V1 = 2 liters = 0.002 m3 – the volume of water in the pan;
T1 = 25 degrees Celsius – the temperature of the water in the pan;
V2 = 3 liters = 0.003 m3 – boiling water volume;
T2 = 100 degrees Celsius – boiling water temperature.
It is required to determine T (degree Celsius) – the temperature of the mixture.
According to the law of thermodynamics, the amount of heat required to heat cold water will be equal to the amount of heat released when boiling water is cooled.

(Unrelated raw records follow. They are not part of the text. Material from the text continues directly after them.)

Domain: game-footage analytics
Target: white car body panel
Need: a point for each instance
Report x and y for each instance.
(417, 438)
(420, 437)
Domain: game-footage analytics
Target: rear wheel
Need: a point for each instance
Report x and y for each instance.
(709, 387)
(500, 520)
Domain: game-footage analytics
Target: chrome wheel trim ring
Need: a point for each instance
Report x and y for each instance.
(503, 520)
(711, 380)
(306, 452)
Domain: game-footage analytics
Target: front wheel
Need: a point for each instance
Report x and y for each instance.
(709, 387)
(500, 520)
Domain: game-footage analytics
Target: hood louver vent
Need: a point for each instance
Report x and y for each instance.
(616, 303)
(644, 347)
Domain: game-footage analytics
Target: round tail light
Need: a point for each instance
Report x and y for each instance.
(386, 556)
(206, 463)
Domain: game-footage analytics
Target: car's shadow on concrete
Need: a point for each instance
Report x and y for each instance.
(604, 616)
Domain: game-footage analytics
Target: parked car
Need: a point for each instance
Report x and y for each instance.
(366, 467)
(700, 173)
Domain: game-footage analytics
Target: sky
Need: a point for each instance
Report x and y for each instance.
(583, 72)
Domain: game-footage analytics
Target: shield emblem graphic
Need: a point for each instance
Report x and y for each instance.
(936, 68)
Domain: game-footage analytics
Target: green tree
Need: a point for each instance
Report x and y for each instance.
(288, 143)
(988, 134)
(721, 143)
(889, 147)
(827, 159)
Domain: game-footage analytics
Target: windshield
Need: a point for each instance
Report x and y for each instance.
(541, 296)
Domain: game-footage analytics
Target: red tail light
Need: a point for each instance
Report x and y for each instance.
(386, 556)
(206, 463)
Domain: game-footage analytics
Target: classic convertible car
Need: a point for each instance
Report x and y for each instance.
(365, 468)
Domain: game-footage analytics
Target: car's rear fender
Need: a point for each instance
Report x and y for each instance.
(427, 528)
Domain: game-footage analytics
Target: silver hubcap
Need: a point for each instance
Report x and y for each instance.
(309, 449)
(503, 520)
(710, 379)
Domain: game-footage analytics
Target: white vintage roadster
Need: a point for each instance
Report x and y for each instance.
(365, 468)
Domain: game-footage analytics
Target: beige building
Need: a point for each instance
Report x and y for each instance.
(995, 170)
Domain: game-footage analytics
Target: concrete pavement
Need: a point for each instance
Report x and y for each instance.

Then:
Q1 = Q2;
c * m1 * (T – T1) = c * m2 * (T2 – T), where c is the specific heat of water, m1 and m2 are the masses of cold water and boiling water;
V1 * ro * (T – T1) = V2 * ro * (T2 – T), where ro is the density of water;
V1 * (T – T1) = V2 * (T2 – T);
V1 * T – V1 * T1 = V2 * T2 – V2 * T;
V1 * T + V2 * T = V2 * T2 + V1 * T1;
T * (V1 + V2) = V2 * T2 + V1 * T1;
T = (V2 * T2 + V1 * T1) / (V1 + V2) = (0.003 * 100 + 0.002 * 25) / (0.003 + 0.002) =
= (0.3 + 0.05) / 0.005 = 0.35 / 0.005 = 70 degrees Celsius.
Answer: The temperature of the mixture will be 70 degrees Celsius.